I whistle, and Max, my black lab of 17 years, comes limping into the room. He just had surgery, and
       he's wearing one of those stupid collars. How convenient. Max sits at my feet.
For whatever reason, I have an entire cupboard full of Grape-Nuts and an entire fridge full of milk.
I slowly begin pouring the Grape-Nuts into the collar. Max starts licking at the cereal. With one box
       emptied, I pour in some milk.
"Not too much now. You don't want to drown him."
Some of the milk dribbles down Max's neck, but most stays in the collar. I empty several more
       boxes of Grape-Nuts and several more pints of milk into the collar. For some reason, Max
       doesn't move, shake his head, or anything. He just sits there looking up at me, eating the cereal.
"Grape-Nuts are irresistible to dogs."
I continue to fill the collar with milk and cereal. The mixture is the consistency of concrete, or maybe
       of wet sand--the kind from which sand castles can be made. Most of Max's head is covered with
       the thick slop, and little more than his muzzle is visible.
"When bloody foam starts coming from his mouth, that means his stomach is full and he's filling
       up his esophagus."
Just then, a bloody froth begins to exit Max's mouth. It mixes with the milk and cereal, and Max
       continues to eat. His breathing becomes more labored.
"His stomach is packed with Grape-Nuts, and so is most of his throat. It'll only be a few moments
       now before he completely chokes."
And yet Max continues eating.
I pour in one more box of Grape-Nuts and some more milk and form it in a mound over Max's head,
       pounding it to keep its building a sand castle.
"Good-bye, Max," I whisper.
Max falls over.

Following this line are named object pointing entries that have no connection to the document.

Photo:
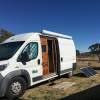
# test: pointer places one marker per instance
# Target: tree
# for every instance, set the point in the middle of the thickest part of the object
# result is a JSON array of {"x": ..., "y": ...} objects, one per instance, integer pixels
[
  {"x": 77, "y": 52},
  {"x": 4, "y": 34},
  {"x": 95, "y": 48}
]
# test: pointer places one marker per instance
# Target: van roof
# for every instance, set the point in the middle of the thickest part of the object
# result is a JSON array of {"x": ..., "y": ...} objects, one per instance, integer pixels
[
  {"x": 19, "y": 37},
  {"x": 25, "y": 36},
  {"x": 56, "y": 34}
]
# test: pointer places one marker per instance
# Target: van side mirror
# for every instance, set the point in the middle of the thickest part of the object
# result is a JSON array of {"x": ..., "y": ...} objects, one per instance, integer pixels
[{"x": 24, "y": 57}]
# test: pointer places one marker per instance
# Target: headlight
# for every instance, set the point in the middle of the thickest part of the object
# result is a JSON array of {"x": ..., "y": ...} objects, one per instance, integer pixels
[{"x": 2, "y": 67}]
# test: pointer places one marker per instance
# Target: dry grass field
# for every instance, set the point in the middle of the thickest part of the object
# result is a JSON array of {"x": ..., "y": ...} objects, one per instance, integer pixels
[
  {"x": 83, "y": 84},
  {"x": 84, "y": 88}
]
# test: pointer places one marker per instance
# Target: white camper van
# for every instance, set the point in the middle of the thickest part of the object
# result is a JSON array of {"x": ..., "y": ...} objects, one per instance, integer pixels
[{"x": 31, "y": 58}]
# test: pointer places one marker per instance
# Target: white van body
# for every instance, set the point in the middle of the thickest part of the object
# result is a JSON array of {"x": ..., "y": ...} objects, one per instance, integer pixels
[{"x": 32, "y": 70}]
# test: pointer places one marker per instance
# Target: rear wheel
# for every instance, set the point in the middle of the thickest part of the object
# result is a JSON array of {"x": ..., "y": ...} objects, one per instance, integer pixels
[{"x": 16, "y": 87}]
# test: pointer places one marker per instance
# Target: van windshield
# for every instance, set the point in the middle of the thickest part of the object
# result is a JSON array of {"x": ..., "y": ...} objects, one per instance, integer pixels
[{"x": 7, "y": 50}]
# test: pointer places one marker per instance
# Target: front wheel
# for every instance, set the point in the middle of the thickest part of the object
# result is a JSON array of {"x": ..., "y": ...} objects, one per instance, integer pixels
[{"x": 16, "y": 87}]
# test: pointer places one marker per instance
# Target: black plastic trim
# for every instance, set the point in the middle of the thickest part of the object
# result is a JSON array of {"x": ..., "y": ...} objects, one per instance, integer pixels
[{"x": 8, "y": 77}]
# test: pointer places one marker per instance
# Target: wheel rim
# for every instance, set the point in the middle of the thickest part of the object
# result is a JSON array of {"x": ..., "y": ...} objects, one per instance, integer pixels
[{"x": 16, "y": 87}]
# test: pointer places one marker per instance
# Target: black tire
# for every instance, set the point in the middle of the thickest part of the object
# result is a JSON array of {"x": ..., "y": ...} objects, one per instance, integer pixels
[{"x": 16, "y": 87}]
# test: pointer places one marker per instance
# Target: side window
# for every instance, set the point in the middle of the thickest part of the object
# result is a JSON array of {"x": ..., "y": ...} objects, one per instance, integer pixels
[{"x": 32, "y": 50}]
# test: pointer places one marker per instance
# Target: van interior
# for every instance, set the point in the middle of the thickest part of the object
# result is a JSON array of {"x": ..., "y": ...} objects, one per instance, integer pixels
[{"x": 50, "y": 55}]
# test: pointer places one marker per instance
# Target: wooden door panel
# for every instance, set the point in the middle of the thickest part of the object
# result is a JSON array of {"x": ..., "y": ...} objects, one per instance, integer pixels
[{"x": 45, "y": 62}]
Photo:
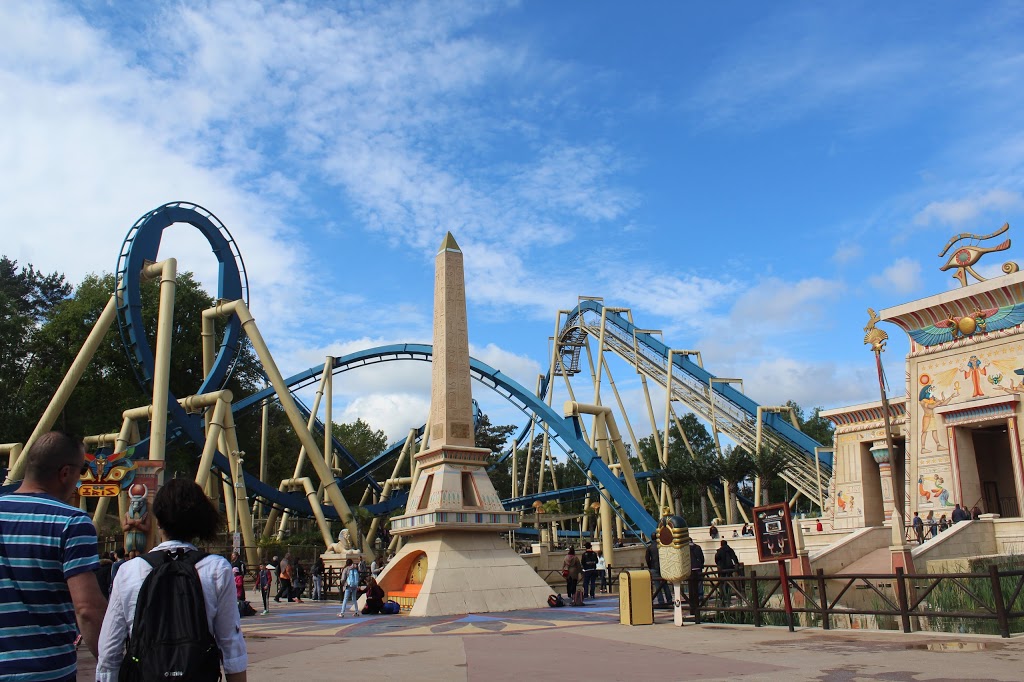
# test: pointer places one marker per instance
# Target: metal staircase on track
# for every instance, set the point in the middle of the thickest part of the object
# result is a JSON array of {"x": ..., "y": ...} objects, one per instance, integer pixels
[{"x": 717, "y": 402}]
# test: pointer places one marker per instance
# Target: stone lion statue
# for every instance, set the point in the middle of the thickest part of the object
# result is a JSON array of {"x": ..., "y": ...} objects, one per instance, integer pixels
[{"x": 344, "y": 544}]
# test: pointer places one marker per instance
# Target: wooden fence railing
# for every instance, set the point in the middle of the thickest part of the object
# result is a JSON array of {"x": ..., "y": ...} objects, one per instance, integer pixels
[{"x": 993, "y": 596}]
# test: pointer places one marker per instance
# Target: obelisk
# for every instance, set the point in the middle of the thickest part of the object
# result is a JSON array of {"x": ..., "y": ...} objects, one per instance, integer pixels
[{"x": 454, "y": 560}]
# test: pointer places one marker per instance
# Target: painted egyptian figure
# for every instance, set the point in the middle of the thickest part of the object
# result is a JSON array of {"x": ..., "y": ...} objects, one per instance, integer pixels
[
  {"x": 136, "y": 523},
  {"x": 928, "y": 405}
]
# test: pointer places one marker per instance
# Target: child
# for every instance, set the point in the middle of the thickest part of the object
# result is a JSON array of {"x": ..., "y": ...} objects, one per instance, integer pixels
[
  {"x": 240, "y": 586},
  {"x": 264, "y": 579}
]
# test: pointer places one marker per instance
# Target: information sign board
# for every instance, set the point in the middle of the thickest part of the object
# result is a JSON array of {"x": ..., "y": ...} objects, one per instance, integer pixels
[{"x": 773, "y": 528}]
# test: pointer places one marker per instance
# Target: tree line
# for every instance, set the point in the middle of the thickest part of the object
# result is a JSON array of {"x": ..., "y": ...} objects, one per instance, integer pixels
[{"x": 44, "y": 321}]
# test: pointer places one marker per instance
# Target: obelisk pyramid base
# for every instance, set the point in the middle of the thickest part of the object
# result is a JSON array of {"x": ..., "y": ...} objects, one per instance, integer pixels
[{"x": 466, "y": 572}]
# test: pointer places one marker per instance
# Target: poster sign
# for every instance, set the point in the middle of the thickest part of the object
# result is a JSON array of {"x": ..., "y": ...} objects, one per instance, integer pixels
[
  {"x": 99, "y": 489},
  {"x": 773, "y": 528}
]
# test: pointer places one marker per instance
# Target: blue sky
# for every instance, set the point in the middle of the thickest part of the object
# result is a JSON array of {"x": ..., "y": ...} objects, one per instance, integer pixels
[{"x": 748, "y": 177}]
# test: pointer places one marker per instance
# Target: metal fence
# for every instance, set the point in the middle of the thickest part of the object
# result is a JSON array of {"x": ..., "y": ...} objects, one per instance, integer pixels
[{"x": 992, "y": 598}]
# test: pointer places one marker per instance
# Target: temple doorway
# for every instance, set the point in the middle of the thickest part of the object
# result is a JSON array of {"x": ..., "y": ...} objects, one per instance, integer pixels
[
  {"x": 995, "y": 471},
  {"x": 986, "y": 471}
]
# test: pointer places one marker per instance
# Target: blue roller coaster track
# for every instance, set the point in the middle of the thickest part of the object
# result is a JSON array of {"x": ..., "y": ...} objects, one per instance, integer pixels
[{"x": 141, "y": 245}]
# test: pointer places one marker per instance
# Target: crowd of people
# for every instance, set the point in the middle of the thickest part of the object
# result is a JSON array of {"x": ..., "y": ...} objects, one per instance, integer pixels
[
  {"x": 56, "y": 592},
  {"x": 931, "y": 527}
]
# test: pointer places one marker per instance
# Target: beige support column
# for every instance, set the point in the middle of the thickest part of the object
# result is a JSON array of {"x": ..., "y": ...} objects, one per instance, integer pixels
[
  {"x": 67, "y": 386},
  {"x": 167, "y": 271},
  {"x": 325, "y": 379},
  {"x": 225, "y": 484},
  {"x": 241, "y": 498},
  {"x": 265, "y": 423},
  {"x": 328, "y": 408},
  {"x": 310, "y": 492},
  {"x": 305, "y": 437},
  {"x": 730, "y": 506},
  {"x": 12, "y": 451},
  {"x": 629, "y": 427},
  {"x": 215, "y": 425},
  {"x": 391, "y": 482}
]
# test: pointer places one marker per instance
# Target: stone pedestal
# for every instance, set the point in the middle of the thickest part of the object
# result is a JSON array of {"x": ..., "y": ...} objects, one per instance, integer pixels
[{"x": 444, "y": 573}]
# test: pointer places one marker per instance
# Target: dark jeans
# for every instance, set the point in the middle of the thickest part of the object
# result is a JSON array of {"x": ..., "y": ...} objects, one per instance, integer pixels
[{"x": 663, "y": 591}]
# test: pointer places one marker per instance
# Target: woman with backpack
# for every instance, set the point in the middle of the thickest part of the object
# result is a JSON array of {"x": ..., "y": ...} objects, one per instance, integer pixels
[
  {"x": 375, "y": 597},
  {"x": 571, "y": 568},
  {"x": 350, "y": 585},
  {"x": 264, "y": 579},
  {"x": 146, "y": 599},
  {"x": 285, "y": 579},
  {"x": 298, "y": 581},
  {"x": 317, "y": 573}
]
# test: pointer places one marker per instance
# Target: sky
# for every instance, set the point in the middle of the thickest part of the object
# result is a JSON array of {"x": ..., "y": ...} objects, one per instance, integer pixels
[{"x": 747, "y": 177}]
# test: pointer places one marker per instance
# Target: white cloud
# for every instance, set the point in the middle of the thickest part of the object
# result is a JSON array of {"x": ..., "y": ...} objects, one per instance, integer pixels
[
  {"x": 776, "y": 304},
  {"x": 392, "y": 413},
  {"x": 902, "y": 276},
  {"x": 811, "y": 384},
  {"x": 963, "y": 211},
  {"x": 678, "y": 297},
  {"x": 847, "y": 253},
  {"x": 519, "y": 368}
]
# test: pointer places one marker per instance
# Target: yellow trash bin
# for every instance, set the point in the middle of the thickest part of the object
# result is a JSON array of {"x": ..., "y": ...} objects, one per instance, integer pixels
[{"x": 635, "y": 597}]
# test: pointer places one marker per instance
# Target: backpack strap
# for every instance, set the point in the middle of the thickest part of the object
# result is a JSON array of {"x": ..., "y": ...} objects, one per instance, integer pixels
[{"x": 158, "y": 557}]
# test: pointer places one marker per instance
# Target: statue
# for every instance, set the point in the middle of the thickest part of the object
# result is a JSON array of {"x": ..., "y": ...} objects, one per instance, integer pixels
[
  {"x": 344, "y": 544},
  {"x": 136, "y": 522},
  {"x": 673, "y": 540}
]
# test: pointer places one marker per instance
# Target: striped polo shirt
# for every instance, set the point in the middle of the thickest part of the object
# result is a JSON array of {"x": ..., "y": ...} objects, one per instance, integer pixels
[{"x": 43, "y": 542}]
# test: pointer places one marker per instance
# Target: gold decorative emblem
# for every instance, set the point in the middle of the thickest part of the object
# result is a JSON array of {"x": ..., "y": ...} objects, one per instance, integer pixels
[
  {"x": 966, "y": 257},
  {"x": 875, "y": 336}
]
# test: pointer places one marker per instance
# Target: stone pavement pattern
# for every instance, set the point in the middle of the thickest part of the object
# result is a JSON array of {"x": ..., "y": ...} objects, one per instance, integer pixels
[{"x": 309, "y": 642}]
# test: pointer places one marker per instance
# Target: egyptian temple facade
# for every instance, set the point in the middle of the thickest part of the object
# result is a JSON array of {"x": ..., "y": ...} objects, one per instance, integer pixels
[{"x": 955, "y": 431}]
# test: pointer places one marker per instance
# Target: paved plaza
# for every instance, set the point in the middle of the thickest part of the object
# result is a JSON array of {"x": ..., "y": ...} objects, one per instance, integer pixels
[{"x": 309, "y": 642}]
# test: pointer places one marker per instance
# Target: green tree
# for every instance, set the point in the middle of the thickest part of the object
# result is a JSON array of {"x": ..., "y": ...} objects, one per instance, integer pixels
[
  {"x": 736, "y": 464},
  {"x": 691, "y": 472},
  {"x": 816, "y": 426},
  {"x": 768, "y": 465},
  {"x": 27, "y": 300},
  {"x": 361, "y": 440},
  {"x": 495, "y": 438},
  {"x": 109, "y": 385}
]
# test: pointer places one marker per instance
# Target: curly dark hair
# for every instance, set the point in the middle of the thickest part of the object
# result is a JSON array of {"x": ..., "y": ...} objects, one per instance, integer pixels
[
  {"x": 51, "y": 452},
  {"x": 184, "y": 513}
]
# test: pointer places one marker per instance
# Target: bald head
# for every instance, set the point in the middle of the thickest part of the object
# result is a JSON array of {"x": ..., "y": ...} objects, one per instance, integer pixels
[{"x": 50, "y": 454}]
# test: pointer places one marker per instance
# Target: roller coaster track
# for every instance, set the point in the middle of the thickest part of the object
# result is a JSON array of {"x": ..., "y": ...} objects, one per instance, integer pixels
[
  {"x": 734, "y": 414},
  {"x": 141, "y": 247},
  {"x": 563, "y": 431}
]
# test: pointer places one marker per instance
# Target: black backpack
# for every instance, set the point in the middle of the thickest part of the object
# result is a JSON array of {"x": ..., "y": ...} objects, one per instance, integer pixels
[{"x": 171, "y": 638}]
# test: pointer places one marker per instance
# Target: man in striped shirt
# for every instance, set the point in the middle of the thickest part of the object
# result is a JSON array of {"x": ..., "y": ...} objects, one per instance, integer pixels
[{"x": 47, "y": 563}]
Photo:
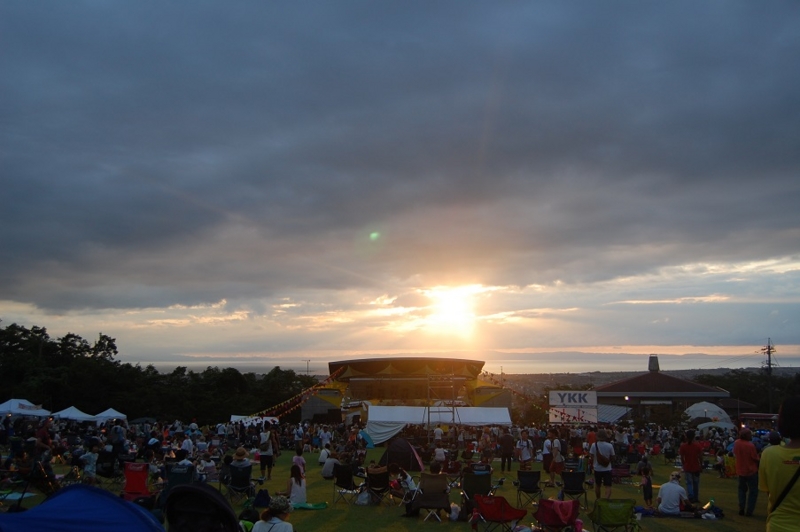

Whatever was left in the collar empties onto the floor.
My companion nudges Max's bloated belly with his toe, steps back, smiles, and simply says,
       triumphantly, "See, told you so."

Originally written:    February 24, 2002
Put online:    March 10, 2002
Discussion:    This series of dream poems makes no damn sense at all. This particular poem is based on a dream I had the evening of February 23-24, 2002. It should be interesting to note that I have never had a dog, and I have never had any pet named Max.